The presented concept has been tested with several real-life data sets, provided by a European computer manufacturer, with more than 10,000 promised orders and 2,000 components. The results can be influenced by determining the penalty cost rates for unpunctual delivery and for non-fulfillment. As an example, Fig. 2 shows a contrary behavior for the two objectives minimal deviation from the desired delivery date and minimal number of non-fulfilled orders.
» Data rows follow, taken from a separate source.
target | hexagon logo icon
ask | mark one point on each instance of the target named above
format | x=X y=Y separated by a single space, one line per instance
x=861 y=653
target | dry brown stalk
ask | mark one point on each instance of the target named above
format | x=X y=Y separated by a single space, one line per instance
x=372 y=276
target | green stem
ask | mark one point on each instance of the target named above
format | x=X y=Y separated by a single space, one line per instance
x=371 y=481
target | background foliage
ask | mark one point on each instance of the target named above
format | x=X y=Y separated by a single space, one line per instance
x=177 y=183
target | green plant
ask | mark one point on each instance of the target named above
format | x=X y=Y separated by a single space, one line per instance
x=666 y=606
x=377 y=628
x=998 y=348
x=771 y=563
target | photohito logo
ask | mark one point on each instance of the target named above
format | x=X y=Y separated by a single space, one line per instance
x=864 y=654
With higher relative costs for a non-fulfillment of orders, not only the proportion of fulfilled orders increases, but also the proportion of on-time delivery decreases. Thus, the trade-off between on-time delivery and fulfillment of orders has to be considered carefully. Stability of the promised delivery dates is a further objective of great practical importance. In the test runs for the rolling-horizon scheme, additional penalty costs were introduced for repromising. We simulated DSM runs on two consecutive days, starting with the determination of the delivery dates for 10,493 orders on day \(t-1.\) The resulting ATP quantities were used for the online OP for 1,203 arriving orders on day \(t.\) According to the DSM planning, 1,710 orders were fulfilled on day \(t.\) Then, a DSM run for day \(t\) was performed. Table 2 shows results for different values of the repromising cost. For penalty costs of 1.28 times the order priority \(r_i,\) deviations of delivery dates, representing a deterioriation of delivery service, can be avoided, while some improvements of delivery dates (mainly of newly arrived orders on day \(t\)) are even possible.

Fig. 2
figure 2

Effect of increasing costs for non-fulfillment on on-time deliveries and fulfilled orders

Table 2 Resulting changes in delivery plan for rolling planning

5 Conclusions

The study shows that in the demand fulfillment for ATO production, DSM plays an important role. Combined with the online OP for single orders in a rolling horizon scheme, it generates valid and stable delivery plans. It improves the results of the OP by taking the interdependency of all orders into account. Future research effort is required for developing advanced concepts for order promising in ATO production, in particular the incorporation of customer classes.